The last piece of that trade was Santiago.
The former White Sox lefty was originally a 30th round pick in 2006 that spent equal time as both a starter and reliever. That type of versatility got him to the big leagues in 2012 where he managed to stick from that point on.
Santiago was solid as a reliever and showed flashes of brilliance as a starter. He always had good strikeout numbers (8.7 K/9 with White Sox) and limited runs scored on him (3.41 ERA). His problem was walks.
In his final season in Chicago, Santiago walked 72 batters in 149 innings (4.3 BB/9). Those high pitch counts limited his innings.

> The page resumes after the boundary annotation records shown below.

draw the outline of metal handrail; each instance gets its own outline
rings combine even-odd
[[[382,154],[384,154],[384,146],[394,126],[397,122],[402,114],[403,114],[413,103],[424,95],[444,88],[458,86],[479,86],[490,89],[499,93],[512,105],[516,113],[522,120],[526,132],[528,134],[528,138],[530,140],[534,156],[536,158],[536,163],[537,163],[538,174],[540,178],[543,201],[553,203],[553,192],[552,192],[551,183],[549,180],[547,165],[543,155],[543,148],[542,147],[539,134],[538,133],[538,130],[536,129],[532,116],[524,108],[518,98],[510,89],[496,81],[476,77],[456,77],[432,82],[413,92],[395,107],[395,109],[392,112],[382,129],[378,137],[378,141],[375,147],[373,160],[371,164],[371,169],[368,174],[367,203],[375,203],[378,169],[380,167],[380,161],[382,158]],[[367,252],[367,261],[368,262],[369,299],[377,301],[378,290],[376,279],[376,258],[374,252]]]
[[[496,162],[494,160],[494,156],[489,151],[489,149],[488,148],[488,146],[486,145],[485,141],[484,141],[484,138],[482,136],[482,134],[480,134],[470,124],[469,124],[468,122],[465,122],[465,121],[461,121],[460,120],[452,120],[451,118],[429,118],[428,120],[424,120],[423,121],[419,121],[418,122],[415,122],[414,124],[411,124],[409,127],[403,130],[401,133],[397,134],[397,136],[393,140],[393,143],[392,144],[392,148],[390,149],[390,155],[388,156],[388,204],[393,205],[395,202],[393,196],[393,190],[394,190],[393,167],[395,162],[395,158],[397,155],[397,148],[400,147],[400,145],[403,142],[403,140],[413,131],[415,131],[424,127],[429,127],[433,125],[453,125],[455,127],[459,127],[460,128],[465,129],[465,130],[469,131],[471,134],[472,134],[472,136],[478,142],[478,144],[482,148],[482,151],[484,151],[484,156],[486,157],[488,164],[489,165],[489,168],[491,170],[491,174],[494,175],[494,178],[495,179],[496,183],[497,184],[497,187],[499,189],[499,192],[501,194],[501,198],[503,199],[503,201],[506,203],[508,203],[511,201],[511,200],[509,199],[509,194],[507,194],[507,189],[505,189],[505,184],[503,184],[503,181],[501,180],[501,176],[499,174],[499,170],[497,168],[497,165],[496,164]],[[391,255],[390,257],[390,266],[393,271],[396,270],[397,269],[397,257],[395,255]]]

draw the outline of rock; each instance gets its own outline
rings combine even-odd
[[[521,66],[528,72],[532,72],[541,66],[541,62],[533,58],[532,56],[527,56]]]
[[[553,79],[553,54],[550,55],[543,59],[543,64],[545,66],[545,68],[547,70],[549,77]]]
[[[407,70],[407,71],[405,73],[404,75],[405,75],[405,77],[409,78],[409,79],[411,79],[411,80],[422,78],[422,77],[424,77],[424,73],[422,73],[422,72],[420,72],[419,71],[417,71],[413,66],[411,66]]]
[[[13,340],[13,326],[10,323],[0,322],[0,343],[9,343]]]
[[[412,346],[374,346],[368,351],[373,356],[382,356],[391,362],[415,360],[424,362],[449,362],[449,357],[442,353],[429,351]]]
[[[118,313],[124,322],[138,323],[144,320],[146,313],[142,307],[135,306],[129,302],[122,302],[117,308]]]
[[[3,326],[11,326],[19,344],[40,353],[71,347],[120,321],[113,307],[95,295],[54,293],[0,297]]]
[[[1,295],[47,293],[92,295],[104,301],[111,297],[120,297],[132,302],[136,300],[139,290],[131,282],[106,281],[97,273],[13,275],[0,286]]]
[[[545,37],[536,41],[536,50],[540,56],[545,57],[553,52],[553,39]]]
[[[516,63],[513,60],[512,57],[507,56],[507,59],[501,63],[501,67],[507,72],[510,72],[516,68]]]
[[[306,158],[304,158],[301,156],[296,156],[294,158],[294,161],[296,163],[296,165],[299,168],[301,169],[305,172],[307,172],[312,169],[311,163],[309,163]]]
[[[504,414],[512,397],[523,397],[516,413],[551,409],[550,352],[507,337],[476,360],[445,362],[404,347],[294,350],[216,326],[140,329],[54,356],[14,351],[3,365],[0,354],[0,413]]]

Despite the fact that he was in many ways statistically the second best starter on the team, it was the continuous issues with his control that made him expendable.
In his first year with the Angels, he once again jumped between starter and reliever and even spent some time in the minors. By season’s end, he was 6-9 with a 3.75 ERA in 30 games (24 starts). His walk rate dropped a bit (3.7 BB/9) but his hits allowed were up and his strikeouts were down.
Fast forward to today and now Santiago is an All-Star, one of the best left-handers in baseball and the best player involved in that trade.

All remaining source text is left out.